Friday, November 30, 2018

10:30 a.m. 11:30 a.m.

USC Annenberg School for Communication and Journalism (ASC), 104


As more and more social activity and human behavior is being turned into data points that can be tracked, collected and analyzed, we need to ask critical questions about the everyday surveillance of citizens’ lives and the emergence of new forms of data governance. This talk argues that in order to address these questions we need to consider how ‘digital citizenship’ is being transformed by our data cultures. To date the concept of ‘digital citizenship’ has been used by very different scholarly traditions to describe how digital technologies have enabled individuals to participate in society (Mossberger et al. 2007) and to perform one’s own citizenship by enacting specific rights online (Isin and Ruppert, 2015). Yet in the last few years, it has become evident that we are not only digital citizens because our digital practices enable us to enact and perform our public persona online but we are also datafied citizens because our data traces talk for and about us (Hintz et al, 2016, 2018; Barassi, 2016, 2017b).
 
This talk will present two projects that are both concerned with the advent of ‘datafied citizenship’ and its implications, particularly for those who have historically been at the margins of citizenship debates. Dr. Veronica Barassi (Senior Lecturer, Goldsmiths University of London) will discuss her project Child | Data | Citizen and Dr. Lina Dencik (Reader, Cardiff University) will discuss her project on Data Justice. By presenting these projects, they will argue that current debates on data governance and datafication are often technologically focused, abstract in analysis, or decontextualized in approach. In contrast to these approaches, they argue for the development of a research perspective that studies datafication – and the emergence of datafied citizens – by simultaneously taking into account technological and political economic structures on the one hand, and every day practices and beliefs on the other. They will show that such an approach serves to expand our notion of data politics – understood as the performative power of or in data (Ruppert et al. 2017) – and can enable us to uncover key and context-specific questions about the multiple ways in which citizens are reconfigured within new data constellations and how, they in turn, engage with such configurations. 
 
Join us for an engaging conversation with Barassi and Dencik about these critical questions! Coffee and pastries will be served.

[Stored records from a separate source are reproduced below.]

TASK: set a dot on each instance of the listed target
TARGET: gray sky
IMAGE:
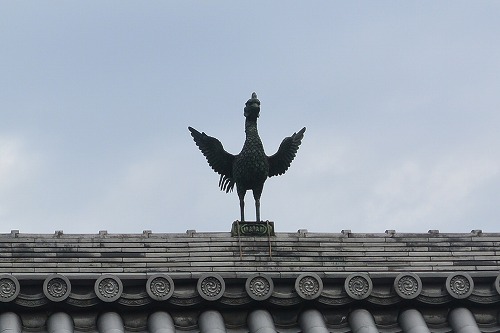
(400, 100)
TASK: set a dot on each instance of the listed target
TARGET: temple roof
(193, 253)
(294, 282)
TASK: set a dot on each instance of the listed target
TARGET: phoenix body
(249, 169)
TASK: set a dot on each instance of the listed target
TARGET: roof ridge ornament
(249, 169)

 Dr. Veronica Barassi is Senior Lecturer in the Department of Media, Communications and Cultural Studies at Goldsmiths University of London, where she convenes the BA Anthropology and Media Degree. She is one of the founders of the Goldsmiths Media Ethnography Group and the principal investigator on the Child | Data | Citizen (2016-2018) project, which is funded by the British Academy. She was the PI the ‘Social Movements and Media Technologies: Present Challenges and Future Developments’ Seminar series’ funded by the Economic and Social Research Council, UK (2015-2017) and vice-chair of the Digital Culture and Communication Section of the European Communication Research and Education Association (ECREA). She is currently the chair of the E-Seminars of the Media Anthropology Network of the European Association of Social Anthropology. Her work on digital citizenship, activism, big data, and ethnography has appeared on top ranked international journals and she is the author of Activism on the Web: Everyday Struggles against Digital Capitalism (Routledge, 2015). You can find a full list of her publications here.
 
Dr. Lina Dencik is Reader in the School of Journalism, Media and Culture (JOMEC) at Cardiff University. Her research concerns the interplay between media developments and social and political change, with a particular focus on resistance. In recent years, she has moved into the areas of digital surveillance and the politics of data and she worked on the project ‘Digital Citizenship and Surveillance Society’ funded by the Economic and Social Research Council, UK (2014-2016). She is Co-Founder of the Data Justice Lab and currently works as Principal Investigator of the project ‘Data Justice: Understanding datafication in relation to social justice’ funded by an ERC Starting Grant (2018-2023). Lina has written several articles and books, most recently, Digital Citizenship in a Datafied Society (with Arne Hintz and Karin Wahl-Jorgensen, Polity Press, 2018). You can find a full list of her publications here.